Monday, March 06, 2006

Study questions ecstasy link to depression


LONDON - Ecstasy, the illegal recreational drug blamed by doctors for depression and anxiety, may often only enhance these symptoms rather than cause them, according to a study published on Friday.

Dutch researchers found that children who suffered from depression were more likely to go on to use the drug when they grew up to make them feel better.

The appearance later in life of emotional problems in these people might not therefore be primarily due to their use of ecstasy, but could reflect pre-existing conditions.

"Using ecstasy may increase a risk that is already there," said author Anja Huizink, assistant professor at the Erasmus Medical Centre in Rotterdam.

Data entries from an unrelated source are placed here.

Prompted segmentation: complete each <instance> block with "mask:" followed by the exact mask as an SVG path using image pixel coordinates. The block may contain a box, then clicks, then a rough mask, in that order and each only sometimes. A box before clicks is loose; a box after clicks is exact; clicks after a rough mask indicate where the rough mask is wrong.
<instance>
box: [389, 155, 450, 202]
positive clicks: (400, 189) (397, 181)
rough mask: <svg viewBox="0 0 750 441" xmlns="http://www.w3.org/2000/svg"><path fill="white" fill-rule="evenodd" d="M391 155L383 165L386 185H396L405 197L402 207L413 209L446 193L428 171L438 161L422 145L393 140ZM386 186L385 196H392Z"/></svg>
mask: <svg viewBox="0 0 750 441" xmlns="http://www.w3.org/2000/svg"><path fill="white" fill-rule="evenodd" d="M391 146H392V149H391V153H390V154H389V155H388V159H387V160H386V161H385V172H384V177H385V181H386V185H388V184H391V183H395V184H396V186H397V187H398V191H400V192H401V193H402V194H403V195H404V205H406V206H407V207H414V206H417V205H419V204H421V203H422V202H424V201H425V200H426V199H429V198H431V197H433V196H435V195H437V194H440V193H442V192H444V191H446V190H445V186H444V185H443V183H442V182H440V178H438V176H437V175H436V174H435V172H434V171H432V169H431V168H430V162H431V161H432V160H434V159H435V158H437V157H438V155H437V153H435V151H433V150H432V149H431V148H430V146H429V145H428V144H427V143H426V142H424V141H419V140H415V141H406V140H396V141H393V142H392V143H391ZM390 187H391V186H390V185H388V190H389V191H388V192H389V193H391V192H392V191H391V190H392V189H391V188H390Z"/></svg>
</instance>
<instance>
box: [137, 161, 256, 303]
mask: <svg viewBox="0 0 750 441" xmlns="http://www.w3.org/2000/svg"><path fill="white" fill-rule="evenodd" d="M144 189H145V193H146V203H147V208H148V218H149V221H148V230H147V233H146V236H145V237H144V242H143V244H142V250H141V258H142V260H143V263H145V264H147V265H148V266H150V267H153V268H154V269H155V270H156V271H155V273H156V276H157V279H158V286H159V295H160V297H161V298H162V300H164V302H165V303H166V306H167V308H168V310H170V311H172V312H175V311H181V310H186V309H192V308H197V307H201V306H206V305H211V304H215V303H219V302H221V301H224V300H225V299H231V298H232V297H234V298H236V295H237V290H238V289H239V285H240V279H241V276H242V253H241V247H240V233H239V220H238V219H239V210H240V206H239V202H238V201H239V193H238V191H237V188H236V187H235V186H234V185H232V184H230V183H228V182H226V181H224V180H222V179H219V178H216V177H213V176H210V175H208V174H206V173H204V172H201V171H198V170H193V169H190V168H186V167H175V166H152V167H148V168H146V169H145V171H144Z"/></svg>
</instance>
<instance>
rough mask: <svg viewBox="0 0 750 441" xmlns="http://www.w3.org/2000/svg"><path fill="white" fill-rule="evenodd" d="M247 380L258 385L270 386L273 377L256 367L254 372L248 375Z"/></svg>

"Other studies claim that ecstasy leads to depression," Huizink told Reuters. "Sometimes that is the case. But perhaps it is more the case that individuals who already have an increased risk for depression are more likely to use ecstasy."

Ecstasy -- or methylenedioxymethamphetamine (MDMA) -- helps the body relax, reduces inhibitions and increases energy and brings feelings of euphoria.


Introduced in the 1970s to treat depression, ecstasy is now used by millions of young people around the world, especially clubbers who say it can help them dance all night. United Nations data suggest the use of ecstasy surged by 70 percent between 1995 and 2000.

But ecstasy has increasingly been linked with health problems such as depression, especially where individuals have made heavy use of the drug over a long time.

The Dutch study of 1,580 individuals over 14 years published online by the British Medical Journal, left open the possibility that ecstasy might cause depression in some cases.

"Perhaps for individuals who did not display symptoms of depression and anxiety in childhood, using a lot of ecstasy may also cause depression. We are not saying that is not the case, but we need more studies," said Huizink.

She and her colleagues first looked at their sample in 1983, before ecstasy appeared as a recreational drug in the Netherlands. Use of the drug was then assessed 14 years later.

Individuals with signs of anxiety and depression in 1983 showed an increased risk of starting to use ecstasy.

The researchers said other factors not tested in their study could account for the increased tendency to use ecstasy in some individuals. These included the social environment, novelty seeking and the substance use of parents.

"Focussing on these vulnerable individuals in future studies will increase our insight into the potential harmful effects of MDMA," they concluded.